Recommended Saves and Loads of DataFrame : JLD, CSV, etc

I am using 0.6.2, but am planning to move to 1.0 when available.

I read in an earlier discussion (/suggested-formats-for-saving-and-serialization/3230) that JLD has not been working. I have tried to save() some dataframes to a jld file and then load() them, but this gave back junk.

I was also not clear about how to read and write dataframes in csv format. readtable and writetable seem to be working, but claim to be deprecated, and CSV was not working yet.

are these cases [a] where it is my problem, because I fail to understand how this should be done; or [b] is it better to wait a little bit for 1.0 before undertaking more experimentation.

advice appreciated.

/iaw

There are many options :slight_smile: One family of packages you can try are the ones I created: https://github.com/davidanthoff/CSVFiles.jl, https://github.com/davidanthoff/FeatherFiles.jl, https://github.com/davidanthoff/StatFiles.jl, https://github.com/davidanthoff/ExcelFiles.jl and https://github.com/davidanthoff/ParquetFiles.jl. All of them should work (and are tested nightly by a build bot), please do let me know if you run into any issues.

Didn’t know about ParquetFiles.jl! Thought that I can’t save ParquetFile.jl

You still can’t, ParquetFiles is just the FileIO and iterable tables integration, under the hood it uses Parquet.jl, so no saving at this point.

Feather is nice, fast, compact, portable, and type-safe for reading and writing.

I found that pre-DataFrames 0.11, CSV is in a bit of a Bardo land. At first I was hoping to use CSV.jl, but it couldn’t remove padding, so I went back to DataFrames.readtable(). That function, readtable(), is soon to be deprecated with 0.11, so everything will change in a few months, then become amazingly useful soon after.

Your strategy may be similar - do something now that works, until DataFrames 0.11 settles down and then “finalize” your method.

is there a clear path? pasha, I think you are telling me “not yet, hold on just a little longer.”

david, thanks for the links. I can probably use them for now. I would love to go official asap, though.

rant: I know it is early, but I am a bit annoyed that DataFrames, or something like it, is not a first-tier package that comes with and is officially supported by julia as the standard for handling, reading, and writing data sets. If it was just me, this would not be an issue. but I need to recommend and explain a software package to our students. in a sense, data sets are more important to my students than enumerators and a lot of other first-tier aspects of julia.

1 Like

If you are only talking about DataFrames then I think writing them to CSV works quite well. I’ve rarely had problems there. I use CSV.write("filename.csv",df) frequently from CSV.jl on Julia v0.6.2. The text parsers do a pretty good job of correctly typing the columns.

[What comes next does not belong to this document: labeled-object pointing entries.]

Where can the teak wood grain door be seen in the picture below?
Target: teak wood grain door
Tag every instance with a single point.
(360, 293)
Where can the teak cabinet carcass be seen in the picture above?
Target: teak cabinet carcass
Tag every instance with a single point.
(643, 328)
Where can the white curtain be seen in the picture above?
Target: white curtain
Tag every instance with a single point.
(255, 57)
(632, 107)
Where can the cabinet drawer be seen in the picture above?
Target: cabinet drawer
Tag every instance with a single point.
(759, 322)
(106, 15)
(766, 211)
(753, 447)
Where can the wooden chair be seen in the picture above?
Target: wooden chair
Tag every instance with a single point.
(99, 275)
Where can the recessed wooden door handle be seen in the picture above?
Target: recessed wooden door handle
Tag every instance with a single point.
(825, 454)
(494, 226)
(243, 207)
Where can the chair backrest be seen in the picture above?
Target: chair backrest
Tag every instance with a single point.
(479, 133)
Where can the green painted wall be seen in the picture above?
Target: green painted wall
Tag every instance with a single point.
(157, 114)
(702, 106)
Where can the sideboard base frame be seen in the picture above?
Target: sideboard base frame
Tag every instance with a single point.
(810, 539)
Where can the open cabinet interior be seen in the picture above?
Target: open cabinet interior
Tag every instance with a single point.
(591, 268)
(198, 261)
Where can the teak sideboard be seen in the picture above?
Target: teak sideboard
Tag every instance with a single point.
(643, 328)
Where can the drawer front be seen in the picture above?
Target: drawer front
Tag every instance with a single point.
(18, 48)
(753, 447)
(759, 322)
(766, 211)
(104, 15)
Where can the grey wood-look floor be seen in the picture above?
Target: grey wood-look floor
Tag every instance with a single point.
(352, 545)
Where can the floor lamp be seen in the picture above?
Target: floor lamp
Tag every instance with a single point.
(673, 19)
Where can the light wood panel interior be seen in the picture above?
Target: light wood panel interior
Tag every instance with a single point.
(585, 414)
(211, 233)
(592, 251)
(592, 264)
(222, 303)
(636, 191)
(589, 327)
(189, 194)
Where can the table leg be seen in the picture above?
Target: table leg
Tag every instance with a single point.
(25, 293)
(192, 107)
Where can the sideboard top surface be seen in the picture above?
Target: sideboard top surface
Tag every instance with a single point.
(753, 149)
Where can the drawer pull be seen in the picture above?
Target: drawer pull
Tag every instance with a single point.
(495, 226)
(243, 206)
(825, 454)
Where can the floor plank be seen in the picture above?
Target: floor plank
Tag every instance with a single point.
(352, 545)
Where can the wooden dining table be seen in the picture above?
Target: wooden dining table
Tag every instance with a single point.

If you are talking about custom types, then it is a bit more complicated. Feather and JLD2 should be working though.

CSV works great, but it has issues with large dataframes (see https://github.com/JuliaData/CSV.jl/issues/735#issue-688559890). JLD2 on the otherhand works great for me with large dataframes.

JDF.jl works great if you don’t need interop with Python or R

1 Like